Monthly Archives: February 2008

Google Gone Phishing?

A couple of us in the office received an email from Google about Analytics and AdWords:

Hello,

It’s come to our attention that your AdWords account has not been properly linked with your Google Analytics account. If you do not link your accounts by March 5, 2008, we cannot ensure that your data from AdWords will continue to populate in your Analytics account.

It’s fast and simple to link both accounts. Please review the various scenarios below and follow the instructions that best suits your needs.

[bunch of links]

We ask for your cooperation to help us make your experience with Google Analytics the best that it can be.

Sincerely,

The Google Analytics Team

It looks fairly legitimate – the links actually point to the address shown in the email (a common tactic with scammers) and it’s certainly possible that this is something we (and me personally – I got an email to my personal Gmail address) need to do.

But you can never be certain so I Googled for “come to our attention that your AdWords” and received just one result – a forum post on Search Engine Watch about the very same email – it seems that we’re not the only ones getting it. The general consensus is hang on and wait until Google confirm it so I’ll be keeping an eye on it until then.

What’s more interesting though is that the forum post I found was less than an hour old – Google had spidered it blisteringly fast! This is a massive difference to just a few years ago when search engines would update their index maybe every couple of months if you were lucky.

Let’s see how quickly this post gets indexed!

Update: less than 20 minutes!

Web Services Project Officer

Web Services are recruiting a new member of staff. We’re looking for someone to join our team to work with the Faculty of Health to create a system to link staff, students and external partners to aid communication and better manage information.

The first half of this twelve month contract will focus on planning and implementing an extranet so we’re particularly interested in people with experience of wikis, content or document management systems. Later in the year the successful applicant will be working on other projects for the Faculty to help improve communications.

You can find the full job description and person specification on the website but if you have any questions, please do not hesitate to contact me on michael.nolan@edgehill.ac.uk or phone 01695 584195.

Bad URLs Part 4: Choose your future

So we’ve looked at examples of bad and good URLs, what the current situation is at Edge Hill, but what are we doing about it?

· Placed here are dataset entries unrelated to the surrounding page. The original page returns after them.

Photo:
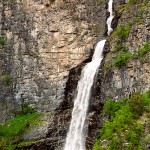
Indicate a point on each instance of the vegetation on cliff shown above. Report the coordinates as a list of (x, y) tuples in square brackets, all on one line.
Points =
[(12, 131), (128, 124)]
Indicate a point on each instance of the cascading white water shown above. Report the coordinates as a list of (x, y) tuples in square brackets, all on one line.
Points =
[(109, 20), (76, 136)]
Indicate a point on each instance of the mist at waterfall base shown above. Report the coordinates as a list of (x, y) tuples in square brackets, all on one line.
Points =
[(77, 135)]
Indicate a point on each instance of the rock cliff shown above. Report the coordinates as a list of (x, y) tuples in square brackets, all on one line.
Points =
[(47, 43)]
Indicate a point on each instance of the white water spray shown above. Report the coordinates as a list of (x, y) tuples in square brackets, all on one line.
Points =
[(109, 20), (76, 136)]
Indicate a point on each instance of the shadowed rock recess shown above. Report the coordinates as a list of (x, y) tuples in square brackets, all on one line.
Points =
[(47, 43)]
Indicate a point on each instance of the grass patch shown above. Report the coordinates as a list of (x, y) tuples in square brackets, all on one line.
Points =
[(2, 41), (13, 130), (122, 59), (125, 129)]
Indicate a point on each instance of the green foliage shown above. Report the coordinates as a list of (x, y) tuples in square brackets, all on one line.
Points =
[(123, 32), (26, 110), (52, 1), (137, 104), (2, 41), (124, 130), (15, 128), (7, 79), (133, 2), (121, 60)]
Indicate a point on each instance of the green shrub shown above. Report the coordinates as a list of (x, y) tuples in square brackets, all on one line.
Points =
[(124, 130), (137, 103), (15, 128), (7, 79), (26, 110), (123, 32), (121, 60), (2, 41)]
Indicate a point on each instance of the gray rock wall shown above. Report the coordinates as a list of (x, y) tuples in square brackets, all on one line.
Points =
[(44, 41)]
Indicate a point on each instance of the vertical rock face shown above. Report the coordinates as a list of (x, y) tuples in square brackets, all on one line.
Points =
[(121, 82), (44, 41)]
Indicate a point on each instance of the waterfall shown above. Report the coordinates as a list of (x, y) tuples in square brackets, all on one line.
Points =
[(109, 20), (77, 135)]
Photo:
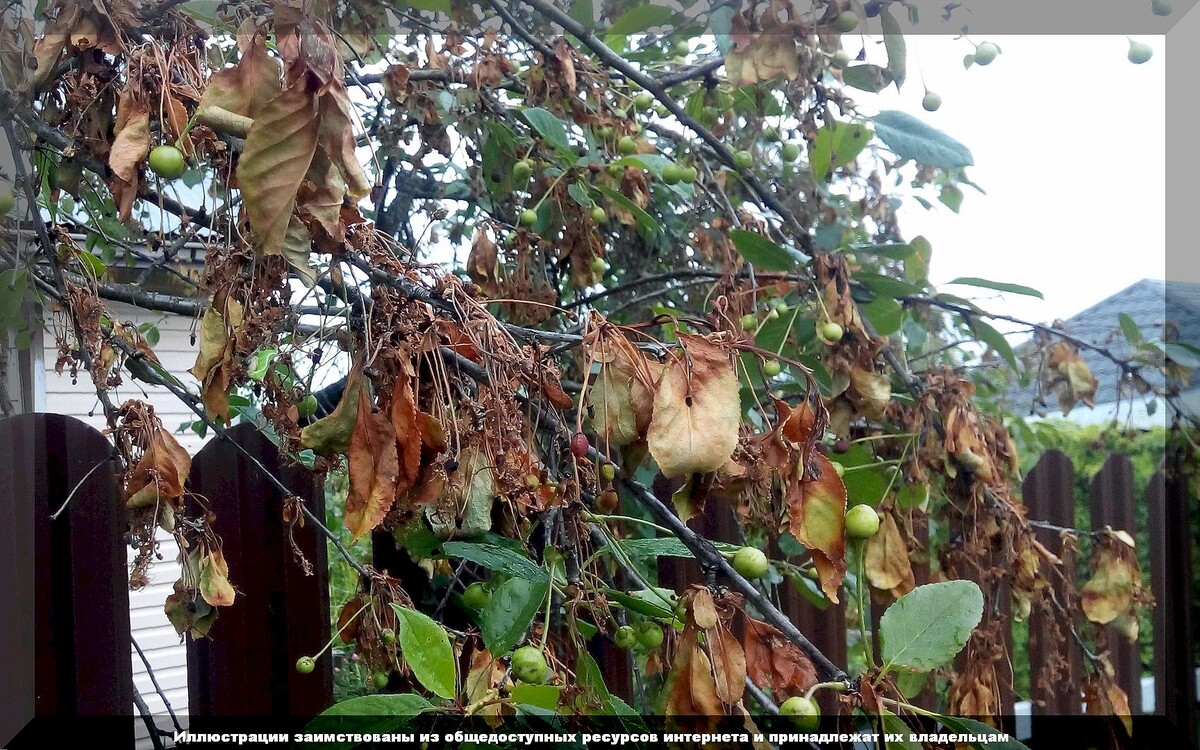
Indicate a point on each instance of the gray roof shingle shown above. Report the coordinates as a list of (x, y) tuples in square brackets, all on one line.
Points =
[(1152, 304)]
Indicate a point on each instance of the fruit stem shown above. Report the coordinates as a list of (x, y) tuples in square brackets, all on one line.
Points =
[(835, 685), (631, 520), (336, 635)]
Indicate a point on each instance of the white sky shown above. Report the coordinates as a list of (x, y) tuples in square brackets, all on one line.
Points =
[(1069, 141)]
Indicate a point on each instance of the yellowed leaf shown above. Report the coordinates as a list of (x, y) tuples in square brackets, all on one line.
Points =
[(887, 558), (215, 586), (275, 160), (696, 411)]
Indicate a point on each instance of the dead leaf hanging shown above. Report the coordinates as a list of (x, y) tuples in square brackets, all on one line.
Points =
[(696, 411)]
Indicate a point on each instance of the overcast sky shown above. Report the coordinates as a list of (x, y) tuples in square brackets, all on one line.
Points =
[(1068, 139)]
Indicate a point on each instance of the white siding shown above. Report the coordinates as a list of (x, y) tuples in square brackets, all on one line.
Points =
[(150, 628)]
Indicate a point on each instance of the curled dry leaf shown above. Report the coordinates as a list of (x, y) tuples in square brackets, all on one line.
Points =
[(247, 87), (160, 473), (1114, 593), (622, 399), (214, 363), (696, 411), (887, 558), (373, 467), (331, 435), (774, 661), (816, 513), (1069, 376), (275, 160), (215, 586)]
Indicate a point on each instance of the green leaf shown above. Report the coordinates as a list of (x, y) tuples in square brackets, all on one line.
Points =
[(640, 18), (886, 315), (895, 725), (539, 696), (550, 127), (498, 155), (886, 286), (394, 705), (642, 605), (925, 628), (951, 197), (1129, 328), (437, 6), (646, 223), (514, 605), (911, 138), (893, 41), (493, 557), (867, 77), (999, 286), (762, 252), (262, 364), (995, 340), (837, 144), (427, 652), (1183, 354)]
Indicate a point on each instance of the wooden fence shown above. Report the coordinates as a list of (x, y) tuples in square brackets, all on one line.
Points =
[(67, 637)]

Lots, you’ll be pleased to know! As part of the development work we’ve been doing for the new website design, I’ve been taking a long hard look at how our website is structured and plan to make some changes. There are two areas to the changes – ensuring our new developments are done properly and changing existing areas of the site to fit in with the new structure.

Firstly the new developments. We’re currently working on three systems – news, events and prospectus. News was one of the examples I gave last time where we could make some improvements so let’s look at how things might change.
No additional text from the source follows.